I’m four years old. Or five. Or seven. Or ten. One of those years where you’re small enough to be treated as a pet, a dog, but still perceptive enough for it to hurt.
We’re at church. Not church as in a cute building with a steeple, but a very small affair, a collection of families congregating in the gymnasium of a local high school. I can now remember that room with both a vagueness and specificity - the synthetic feel of the fabric flags me and the children played with during worship. The long, indeterminate flow of time as the worship raged on with the spirit, the preaching, and of course the prayer. Windows that seemed to stretch from the floor to a high vaulted ceiling. plastic tables you had to kick the metal bones of to collapse, chairs to folded and put away.
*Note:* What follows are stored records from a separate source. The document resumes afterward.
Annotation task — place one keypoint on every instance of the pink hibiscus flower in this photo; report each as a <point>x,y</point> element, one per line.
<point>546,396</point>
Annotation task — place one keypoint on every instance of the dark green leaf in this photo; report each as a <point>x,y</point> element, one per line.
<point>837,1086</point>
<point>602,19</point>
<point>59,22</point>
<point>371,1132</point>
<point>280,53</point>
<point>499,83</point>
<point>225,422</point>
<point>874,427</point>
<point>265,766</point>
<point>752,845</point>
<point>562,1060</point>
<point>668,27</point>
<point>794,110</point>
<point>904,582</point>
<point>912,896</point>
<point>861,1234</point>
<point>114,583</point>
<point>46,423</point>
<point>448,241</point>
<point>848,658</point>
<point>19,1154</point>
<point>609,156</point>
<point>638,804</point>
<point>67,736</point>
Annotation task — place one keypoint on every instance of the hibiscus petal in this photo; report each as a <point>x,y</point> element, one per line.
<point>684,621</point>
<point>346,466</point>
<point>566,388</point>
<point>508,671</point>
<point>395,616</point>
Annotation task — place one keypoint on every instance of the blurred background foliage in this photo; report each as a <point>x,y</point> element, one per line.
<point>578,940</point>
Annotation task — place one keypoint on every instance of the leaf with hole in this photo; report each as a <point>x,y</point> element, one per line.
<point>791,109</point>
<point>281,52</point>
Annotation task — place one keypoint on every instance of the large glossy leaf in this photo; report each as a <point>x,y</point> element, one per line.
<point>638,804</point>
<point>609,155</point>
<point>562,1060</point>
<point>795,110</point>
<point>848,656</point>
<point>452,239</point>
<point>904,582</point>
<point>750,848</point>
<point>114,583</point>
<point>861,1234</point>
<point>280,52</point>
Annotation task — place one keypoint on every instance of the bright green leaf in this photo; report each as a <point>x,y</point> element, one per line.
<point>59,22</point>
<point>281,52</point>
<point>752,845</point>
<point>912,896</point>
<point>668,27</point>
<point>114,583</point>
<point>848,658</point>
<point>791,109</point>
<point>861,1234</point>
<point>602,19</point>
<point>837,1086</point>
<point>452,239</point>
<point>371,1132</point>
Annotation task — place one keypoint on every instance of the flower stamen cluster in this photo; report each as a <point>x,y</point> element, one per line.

It was in one of those liminal times, as the families were dispersing and the goodbye conversations similarly stretched on forever, that I gathered up a little bit of courage within me to approach the pastor. In those days, I was an avid Bible-reader, aiming to get through all of Chronicles and Kings, and I needed to get something off my chest.
“So, um, there’s all these parts of the Bible where God says that he’ll punish the kids for stuff that their parents did… why is that?”
The pastor, a Texan with longer, flowy hair, held me by the shoulder. “You know, Paul. That’s a great question. Why does God do that?”
After a pause, he looks beyond me and smiles. Turning back, I see my father approaching, apparently curious about where I had ambled off to.
“You know, Mark,” said the pastor, “your son’s really got some great questions.”
The two men exchanged pleasantries, and discussed how great it was to have a child who asked questions, how important it is to build the faith. An unease grows within my body, starting from my shoulders and chest and working its way down into my stomach and legs. Was this question never to be answered? Would God punish me for the sins of my father and mother, my grandmother and grandfather? And worse still - was it happening already? Just about to happen?
One final dreadful note hit me as we left that sun-filled room and entered again into the van back home, seatbelts buckled in. That there was no opting out of this covenant with this punishing God, the God who demands and punishes and thinks itself entitles to eternal devotion. God was everywhere watching, criticizing, seeing, keeping check. And there was no leaving Him.